Apesar da recomendação, pessoas próximas afirmam que Bolsonaro ainda não tomou decisão. Para comparecer, ele precisaria de autorização do STF, já que cumpre prisão domiciliar por determinação do ministro Alexandre de Moraes. Até a manhã desta segunda-feira (1º), nenhum pedido formal havia sido protocolado.
O julgamento envolve Bolsonaro e sete aliados, acusados pela Procuradoria-Geral da República (PGR) de articular uma trama golpista para impedir a posse de Luiz Inácio Lula da Silva (PT). Entre os crimes imputados estão: organização criminosa armada, tentativa de abolição violenta do Estado Democrático de Direito, golpe de Estado, dano qualificado por violência e deterioração de patrimônio da União.

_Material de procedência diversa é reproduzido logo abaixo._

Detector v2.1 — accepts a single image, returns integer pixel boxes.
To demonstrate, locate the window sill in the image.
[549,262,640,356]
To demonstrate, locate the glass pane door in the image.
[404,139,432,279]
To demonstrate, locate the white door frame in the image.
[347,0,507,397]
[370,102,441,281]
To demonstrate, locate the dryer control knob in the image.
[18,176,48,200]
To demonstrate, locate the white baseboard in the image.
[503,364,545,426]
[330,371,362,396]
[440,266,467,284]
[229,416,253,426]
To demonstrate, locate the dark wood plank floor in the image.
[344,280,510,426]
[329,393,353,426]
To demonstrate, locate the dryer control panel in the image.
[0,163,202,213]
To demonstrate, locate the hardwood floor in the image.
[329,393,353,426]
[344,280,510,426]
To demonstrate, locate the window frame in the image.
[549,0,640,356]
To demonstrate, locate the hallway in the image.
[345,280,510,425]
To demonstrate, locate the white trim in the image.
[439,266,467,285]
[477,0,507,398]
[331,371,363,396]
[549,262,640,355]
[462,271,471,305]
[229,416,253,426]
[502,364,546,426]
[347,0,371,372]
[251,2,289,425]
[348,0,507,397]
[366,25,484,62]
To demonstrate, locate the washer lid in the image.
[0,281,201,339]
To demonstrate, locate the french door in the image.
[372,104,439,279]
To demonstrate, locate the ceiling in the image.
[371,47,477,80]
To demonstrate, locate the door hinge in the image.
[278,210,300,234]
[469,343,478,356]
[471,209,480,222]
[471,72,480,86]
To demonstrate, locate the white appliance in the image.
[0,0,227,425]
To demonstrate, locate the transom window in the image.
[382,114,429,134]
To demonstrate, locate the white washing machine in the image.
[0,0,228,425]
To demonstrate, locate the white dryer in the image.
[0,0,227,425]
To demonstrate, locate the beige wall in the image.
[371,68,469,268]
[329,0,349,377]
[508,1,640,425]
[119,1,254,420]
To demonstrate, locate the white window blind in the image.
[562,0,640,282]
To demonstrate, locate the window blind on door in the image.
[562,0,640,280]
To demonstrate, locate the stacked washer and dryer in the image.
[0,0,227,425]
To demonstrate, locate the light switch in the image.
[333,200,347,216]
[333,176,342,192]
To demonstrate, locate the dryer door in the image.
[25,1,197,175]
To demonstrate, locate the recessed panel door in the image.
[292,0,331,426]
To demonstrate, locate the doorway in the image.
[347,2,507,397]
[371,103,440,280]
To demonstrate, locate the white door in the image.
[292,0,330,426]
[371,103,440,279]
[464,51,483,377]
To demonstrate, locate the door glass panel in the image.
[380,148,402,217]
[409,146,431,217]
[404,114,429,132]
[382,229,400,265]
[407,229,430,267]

A sessão será aberta pelo presidente da Primeira Turma, ministro Cristiano Zanin. Em seguida, o relator Alexandre de Moraes apresentará o resumo do caso, e o procurador-geral da República, Paulo Gonet, terá até duas horas para sustentar a acusação. A defesa de Bolsonaro será ouvida logo após. O julgamento deve se estender até o dia 12 de setembro.
Enquanto isso, aliados do ex-presidente convocam manifestações para o 7 de Setembro, defendendo pautas como “Anistia Já”. Grupos de esquerda também se mobilizam para ocupar as ruas na mesma data, com bandeiras em defesa da soberania nacional e contrárias à anistia.